From A Room: Vol. 1 est le premier des deux albums prévus en 2017 par Chris Stapleton qui a bien raison de vouloir capitaliser sur sa récompense aux Grammy Awards obtenue pour son premier disque, Traveller.

Celui-ci avait était construit sur un judicieux mélange de compositions bâties sur le mode country et interprétées avec un engagement à l’intensité soul, éloigné de l’interprétation distanciée qui peut parfois caractériser le genre

C’est ce dernier élément qui se fait à nouveau jour dans la voix de Stapleton, un phrasé traînant et écorché et sur lequel chaque titre semble être le véhicule à un cri de souffrance.

Le chorus de « Either Way » en est la représentation emblématique si tant est su’on s’intéresse aux affres que peuvent susciter la prise en compte qu’une relation affective est en train de s’écrouler.

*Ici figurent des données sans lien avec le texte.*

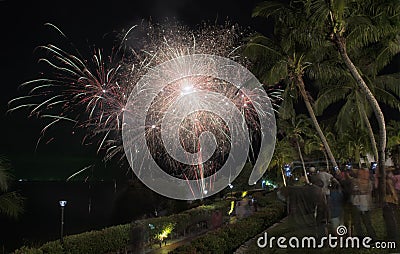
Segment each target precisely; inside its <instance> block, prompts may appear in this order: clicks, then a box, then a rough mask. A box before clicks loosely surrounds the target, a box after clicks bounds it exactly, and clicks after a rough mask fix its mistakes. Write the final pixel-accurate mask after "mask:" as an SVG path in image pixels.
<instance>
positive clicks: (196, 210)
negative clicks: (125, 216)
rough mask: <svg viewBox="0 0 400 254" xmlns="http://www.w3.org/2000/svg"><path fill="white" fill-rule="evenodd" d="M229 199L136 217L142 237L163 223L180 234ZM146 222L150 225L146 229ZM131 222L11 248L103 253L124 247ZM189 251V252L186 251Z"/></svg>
mask: <svg viewBox="0 0 400 254" xmlns="http://www.w3.org/2000/svg"><path fill="white" fill-rule="evenodd" d="M228 205H229V202H227V201H221V202H217V203H215V204H212V205H202V206H199V207H196V208H193V209H190V210H187V211H184V212H182V213H180V214H173V215H171V216H167V217H158V218H150V219H145V220H141V221H138V222H137V223H139V224H141V225H142V226H143V229H144V239H145V241H148V240H150V239H154V238H155V237H156V236H157V235H158V234H160V233H161V232H162V230H163V229H164V228H165V227H166V226H167V225H171V224H172V225H174V230H173V231H174V232H175V233H180V234H183V233H184V232H185V230H186V229H187V228H188V227H189V226H190V225H193V224H196V223H197V222H199V221H204V220H205V221H208V220H210V219H211V215H212V212H213V211H215V210H217V209H219V210H221V211H223V212H225V211H227V209H228ZM149 224H152V225H153V226H154V229H150V227H149ZM131 229H132V225H131V224H125V225H118V226H113V227H108V228H104V229H102V230H96V231H90V232H84V233H81V234H76V235H69V236H66V237H64V244H63V245H61V243H60V241H58V240H57V241H51V242H47V243H45V244H44V245H42V246H41V247H39V248H30V247H27V246H23V247H21V248H19V249H17V250H15V251H14V253H15V254H45V253H52V254H53V253H54V254H58V253H60V254H61V253H70V254H75V253H77V254H81V253H86V254H90V253H96V254H97V253H107V252H113V251H118V250H121V249H124V248H125V247H126V246H127V245H128V244H129V241H130V234H131ZM189 253H190V252H189Z"/></svg>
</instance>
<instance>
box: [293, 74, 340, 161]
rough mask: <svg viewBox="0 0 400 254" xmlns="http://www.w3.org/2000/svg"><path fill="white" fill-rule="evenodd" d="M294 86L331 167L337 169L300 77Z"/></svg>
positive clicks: (334, 159)
mask: <svg viewBox="0 0 400 254" xmlns="http://www.w3.org/2000/svg"><path fill="white" fill-rule="evenodd" d="M296 85H297V86H298V88H299V89H300V93H301V96H302V97H303V100H304V103H305V104H306V107H307V110H308V114H309V115H310V117H311V120H312V122H313V124H314V127H315V129H316V130H317V133H318V135H319V137H320V139H321V141H322V143H323V144H324V147H325V151H326V153H327V154H328V157H329V159H330V161H331V163H332V165H333V167H335V168H336V167H337V163H336V160H335V157H334V156H333V153H332V151H331V148H330V147H329V144H328V141H327V140H326V137H325V135H324V133H323V132H322V130H321V127H320V126H319V123H318V120H317V117H316V116H315V113H314V109H313V108H312V106H311V103H310V100H309V98H308V95H307V92H306V89H305V87H304V81H303V78H302V77H298V78H297V82H296Z"/></svg>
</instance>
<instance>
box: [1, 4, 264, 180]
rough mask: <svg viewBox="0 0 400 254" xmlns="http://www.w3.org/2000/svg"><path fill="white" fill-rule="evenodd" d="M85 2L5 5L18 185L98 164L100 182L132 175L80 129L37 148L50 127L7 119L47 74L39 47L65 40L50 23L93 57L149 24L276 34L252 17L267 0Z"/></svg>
mask: <svg viewBox="0 0 400 254" xmlns="http://www.w3.org/2000/svg"><path fill="white" fill-rule="evenodd" d="M83 2H84V1H62V2H58V1H29V2H28V1H27V2H20V1H15V0H0V20H1V21H0V26H1V40H0V56H1V58H0V59H1V62H0V64H1V68H0V74H1V93H0V122H1V125H0V133H1V139H0V154H1V155H4V156H6V157H7V158H9V159H10V160H11V164H12V167H13V172H14V175H15V176H16V178H17V179H28V180H32V179H34V180H64V179H66V178H67V177H68V176H69V175H70V174H72V173H73V172H75V171H77V170H79V169H81V168H83V167H85V166H88V165H90V164H95V165H97V167H96V172H95V175H96V177H97V178H98V179H103V178H105V179H107V178H110V177H111V178H113V177H115V174H114V173H115V170H116V171H119V172H123V173H122V174H125V172H126V169H124V170H118V169H115V168H116V167H118V165H111V166H108V167H107V169H106V170H104V165H103V164H102V162H101V158H100V156H98V155H96V152H95V149H96V146H95V145H94V146H82V145H81V138H82V133H75V134H72V128H71V127H72V126H70V125H68V124H66V125H65V126H61V127H60V126H59V127H58V128H54V130H53V131H50V132H49V133H48V137H55V140H53V141H52V142H51V143H49V144H47V145H46V144H44V143H41V144H40V145H39V147H38V149H37V150H35V146H36V142H37V140H38V138H39V137H40V130H41V128H42V127H43V122H41V121H40V120H39V119H36V118H29V119H28V118H27V115H28V114H27V111H24V110H22V111H17V112H14V113H12V114H6V111H7V109H8V106H7V102H8V101H9V100H10V99H13V98H15V97H17V96H21V95H24V93H23V92H21V91H18V86H19V85H20V84H21V83H23V82H25V81H28V80H31V79H35V78H37V77H38V76H39V75H38V74H39V72H40V71H41V69H40V68H39V65H38V64H37V60H38V54H37V53H36V54H35V53H34V49H35V47H37V46H39V45H45V44H47V43H54V42H56V41H57V38H59V37H57V36H56V35H55V33H54V31H52V30H50V29H48V27H45V26H44V24H45V23H47V22H49V23H52V24H54V25H56V26H58V27H59V28H60V29H61V30H62V31H63V32H64V33H65V34H66V35H67V36H68V37H69V39H70V40H71V41H72V42H73V43H74V45H75V46H76V48H78V49H79V50H80V51H81V52H85V51H86V53H88V52H89V51H90V47H91V46H94V45H96V46H100V47H104V48H105V49H106V50H110V49H111V46H112V44H111V43H110V40H109V39H108V38H112V35H111V36H110V34H112V33H113V32H114V31H117V32H121V30H122V29H125V30H126V29H128V28H130V27H131V26H132V25H135V24H139V23H140V22H141V21H142V20H151V21H153V22H158V23H163V22H165V20H166V19H169V20H177V21H179V22H180V23H182V24H184V25H188V26H190V27H195V26H196V25H199V24H200V23H201V22H202V21H211V22H214V21H216V22H217V23H219V24H223V23H224V22H225V21H226V20H230V21H231V22H232V23H238V24H239V25H241V26H242V27H244V28H247V27H249V28H250V29H251V30H257V31H263V32H265V31H269V30H270V27H269V26H268V25H267V23H265V22H264V21H261V20H258V19H252V18H251V11H252V9H253V8H254V7H255V6H256V4H257V2H260V1H257V0H236V1H230V0H218V1H215V0H202V1H198V0H172V1H170V0H146V1H140V2H139V1H109V2H108V3H103V2H101V3H99V2H97V1H90V2H85V3H83ZM60 46H61V47H62V46H63V45H60ZM113 171H114V172H113Z"/></svg>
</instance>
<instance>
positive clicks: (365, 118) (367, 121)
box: [360, 105, 379, 161]
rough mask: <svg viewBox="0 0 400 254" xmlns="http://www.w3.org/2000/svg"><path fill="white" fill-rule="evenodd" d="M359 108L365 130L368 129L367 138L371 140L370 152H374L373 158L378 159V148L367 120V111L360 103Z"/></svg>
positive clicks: (374, 158) (375, 160)
mask: <svg viewBox="0 0 400 254" xmlns="http://www.w3.org/2000/svg"><path fill="white" fill-rule="evenodd" d="M360 110H361V116H362V118H363V119H364V123H365V125H366V127H367V130H368V136H369V139H370V141H371V147H372V153H373V154H374V160H375V161H378V158H379V154H378V148H377V147H376V140H375V136H374V131H373V130H372V126H371V123H370V122H369V119H368V116H367V113H366V112H365V109H364V105H361V108H360Z"/></svg>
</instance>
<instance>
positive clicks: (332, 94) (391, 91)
mask: <svg viewBox="0 0 400 254" xmlns="http://www.w3.org/2000/svg"><path fill="white" fill-rule="evenodd" d="M394 76H395V75H392V74H391V75H380V76H377V77H375V78H374V79H373V80H371V79H369V80H368V81H369V86H370V87H371V88H372V91H373V92H374V95H375V97H376V99H377V100H378V101H379V102H382V103H384V104H385V105H388V106H390V107H392V108H394V109H397V110H399V105H400V103H399V99H398V98H399V97H400V89H396V86H398V84H397V83H395V82H394V80H393V78H394ZM374 81H375V82H374ZM342 101H344V104H343V106H342V107H341V109H340V110H339V112H338V115H337V120H336V123H335V127H336V129H337V130H338V133H339V134H342V133H345V132H346V131H347V130H349V129H350V128H353V127H356V128H363V129H366V130H367V132H368V136H369V138H370V143H371V144H370V145H371V149H372V153H373V155H374V157H375V161H377V160H378V149H377V146H376V141H375V136H374V132H373V129H372V126H371V123H370V120H369V117H370V115H371V113H372V111H371V107H370V105H369V104H368V102H367V101H366V99H365V96H364V95H363V93H362V92H361V91H360V89H359V88H358V87H357V86H356V84H354V81H353V80H346V78H342V79H341V80H333V81H332V82H331V83H330V84H325V87H324V88H323V89H322V90H321V91H320V93H319V95H318V99H317V100H316V101H315V112H316V114H317V115H320V114H322V113H323V111H324V110H325V109H326V108H327V107H328V106H330V105H332V104H335V103H340V102H342ZM354 124H355V126H353V125H354Z"/></svg>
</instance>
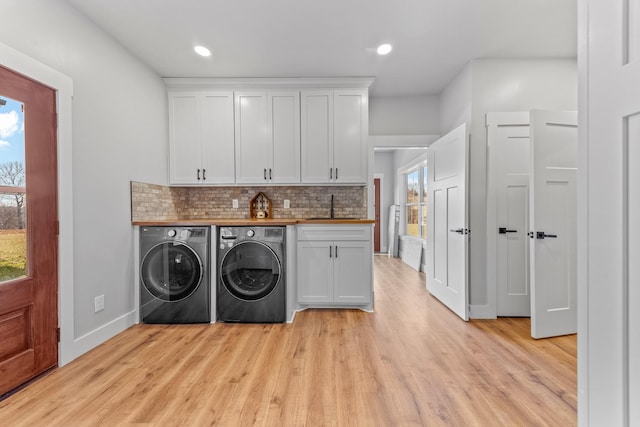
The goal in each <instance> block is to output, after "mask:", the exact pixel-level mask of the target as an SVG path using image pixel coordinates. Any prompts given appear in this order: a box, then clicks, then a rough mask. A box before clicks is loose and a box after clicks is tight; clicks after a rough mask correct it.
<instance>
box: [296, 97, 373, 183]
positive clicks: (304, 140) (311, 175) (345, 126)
mask: <svg viewBox="0 0 640 427" xmlns="http://www.w3.org/2000/svg"><path fill="white" fill-rule="evenodd" d="M301 103H302V105H301V112H302V116H301V128H302V141H301V154H302V156H301V157H302V182H303V183H353V184H363V183H365V182H366V180H367V135H368V127H369V118H368V96H367V90H366V89H352V90H347V89H342V90H323V91H302V93H301Z"/></svg>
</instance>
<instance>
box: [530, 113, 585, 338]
mask: <svg viewBox="0 0 640 427" xmlns="http://www.w3.org/2000/svg"><path fill="white" fill-rule="evenodd" d="M530 118H531V141H532V143H531V153H532V154H531V161H532V166H531V171H532V174H533V179H532V191H531V202H530V206H531V210H530V212H531V216H530V224H531V230H532V231H531V234H530V244H531V257H530V260H531V264H530V269H531V336H532V337H534V338H545V337H551V336H558V335H566V334H573V333H576V332H577V327H578V311H577V279H576V275H577V264H576V238H577V226H576V218H577V195H578V191H577V172H578V114H577V113H576V112H566V111H565V112H558V111H541V110H533V111H531V113H530Z"/></svg>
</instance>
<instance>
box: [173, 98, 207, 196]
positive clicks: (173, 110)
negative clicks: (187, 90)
mask: <svg viewBox="0 0 640 427" xmlns="http://www.w3.org/2000/svg"><path fill="white" fill-rule="evenodd" d="M198 105H199V98H198V95H197V94H196V93H183V92H172V93H169V180H170V182H171V184H193V183H195V182H197V170H198V169H200V168H201V167H200V157H201V151H200V147H201V143H200V134H199V132H198V129H199V120H198Z"/></svg>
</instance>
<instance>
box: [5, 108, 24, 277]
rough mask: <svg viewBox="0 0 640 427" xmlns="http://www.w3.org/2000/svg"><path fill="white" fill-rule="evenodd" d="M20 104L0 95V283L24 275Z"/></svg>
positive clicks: (21, 152) (23, 249) (22, 152)
mask: <svg viewBox="0 0 640 427" xmlns="http://www.w3.org/2000/svg"><path fill="white" fill-rule="evenodd" d="M24 163H25V160H24V111H23V106H22V103H20V102H18V101H14V100H12V99H9V98H6V97H3V96H0V282H3V281H5V280H12V279H16V278H18V277H23V276H25V275H26V274H27V243H26V242H27V236H26V229H25V227H26V221H25V218H26V216H25V211H26V188H25V168H24Z"/></svg>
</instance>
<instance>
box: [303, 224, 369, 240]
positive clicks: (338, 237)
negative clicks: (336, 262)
mask: <svg viewBox="0 0 640 427" xmlns="http://www.w3.org/2000/svg"><path fill="white" fill-rule="evenodd" d="M298 240H299V241H304V240H315V241H322V240H331V241H333V240H371V225H301V226H298Z"/></svg>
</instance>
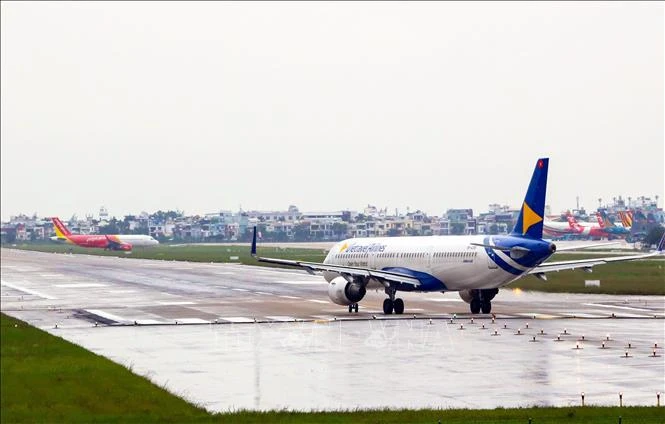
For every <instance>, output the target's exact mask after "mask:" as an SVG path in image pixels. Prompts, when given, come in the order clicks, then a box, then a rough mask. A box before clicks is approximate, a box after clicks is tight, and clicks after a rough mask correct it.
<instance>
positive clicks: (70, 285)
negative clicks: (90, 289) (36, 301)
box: [54, 283, 107, 289]
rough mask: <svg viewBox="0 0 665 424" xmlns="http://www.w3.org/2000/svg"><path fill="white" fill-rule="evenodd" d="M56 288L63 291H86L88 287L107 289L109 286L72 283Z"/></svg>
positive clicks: (65, 284)
mask: <svg viewBox="0 0 665 424" xmlns="http://www.w3.org/2000/svg"><path fill="white" fill-rule="evenodd" d="M54 286H55V287H60V288H61V289H84V288H88V287H106V286H107V284H101V283H71V284H54Z"/></svg>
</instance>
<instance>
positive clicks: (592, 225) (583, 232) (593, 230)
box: [566, 214, 607, 238]
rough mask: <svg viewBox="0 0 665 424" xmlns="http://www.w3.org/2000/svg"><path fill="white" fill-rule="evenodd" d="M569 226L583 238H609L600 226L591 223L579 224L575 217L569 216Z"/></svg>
mask: <svg viewBox="0 0 665 424" xmlns="http://www.w3.org/2000/svg"><path fill="white" fill-rule="evenodd" d="M566 219H567V220H568V225H570V227H571V228H573V230H574V231H575V234H577V235H579V236H581V237H591V238H602V237H607V233H606V232H605V231H603V229H602V228H601V227H600V225H599V224H594V223H591V222H578V221H577V220H576V219H575V217H574V216H572V215H570V214H568V216H567V217H566Z"/></svg>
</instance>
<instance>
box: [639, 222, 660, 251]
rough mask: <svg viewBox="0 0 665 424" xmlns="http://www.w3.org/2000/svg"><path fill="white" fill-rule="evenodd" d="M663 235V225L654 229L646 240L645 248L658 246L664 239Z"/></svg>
mask: <svg viewBox="0 0 665 424" xmlns="http://www.w3.org/2000/svg"><path fill="white" fill-rule="evenodd" d="M663 233H665V227H663V226H662V225H658V226H656V227H653V228H652V229H651V231H649V233H648V234H647V236H646V237H645V238H644V243H643V244H644V245H645V247H648V246H651V245H652V244H658V242H659V241H660V239H661V238H662V237H663Z"/></svg>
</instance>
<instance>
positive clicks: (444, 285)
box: [251, 158, 665, 314]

Quand l’interprétation est moins accentuée, l’emphase porte alors sur un sentiment de lassitude comme sur « Up To No Good Livin’ » où Stapleton prend conscience que, de révolté, il est désormais en proie à cune solitude à laquelle il est irrémédiablement condamné.

Musicalement on passera d’un country rock haletant mais solide (« Second One To Know ») à une stylisation plus « Southern rock » sur « I Was Wrong » et à des ruminations funéraires avec « Death Row ».

From A Room: Vol. 1 se terminera sur cette image signifiante, celle d’un destin porteur d’infortune tout droit sorti d’un manuel dont Tony Joe White aurait été l’initiateur.

***1/2

Black Lips: « Satan’s Graffiti or God’s Art? »

Bien qu’ils ne soient pas aussi prolifiques et se présentent de façon plus discrète que leurs homologues d’Atlanta, Deerhunter, Black Lips creusent le sillon « flower punk » de manière efficace et, somme toute, éclatante. Depuis 2011 et Arabia Mountain Mark Ronson avait été sollicité pour assurer la production ; Satan’s Graffiti or God’s Art?, lui, profite de la présence de Sean Lennon ce qui donne à ce huitième disque une tonalité plus distincte et ambitieuse.

Le disque bénéficie d’une ouverture, de deux interludes et de quelques exercices de style pour le moins intriquants. «  Can’t Hold On » nous reverra à ce rock boueux, funéraire et hautain que Deerhunter affichait à l’époque de Monomania alors que « Crystal Night »affichera une modulation plus proche de ces ballades opulentes façon « fifties » qui ne sera pas sans rappeler un combo comme Ween.

L’ensemble ne fonctionne pas toujours. « Got Me All Apes » singera le blues du Delta de manière pas très subtile et le choix « garage » se fera lassant au bout de quelques morceaux. Satan’s Graffiti or God’s Art? n‘est, à cet égard, certainement pas un travail d’orfèvre touché par la main de Dieu, il demeure toutefois un opus témoignant d’une véracité qu’on ne saurait passer sous silence.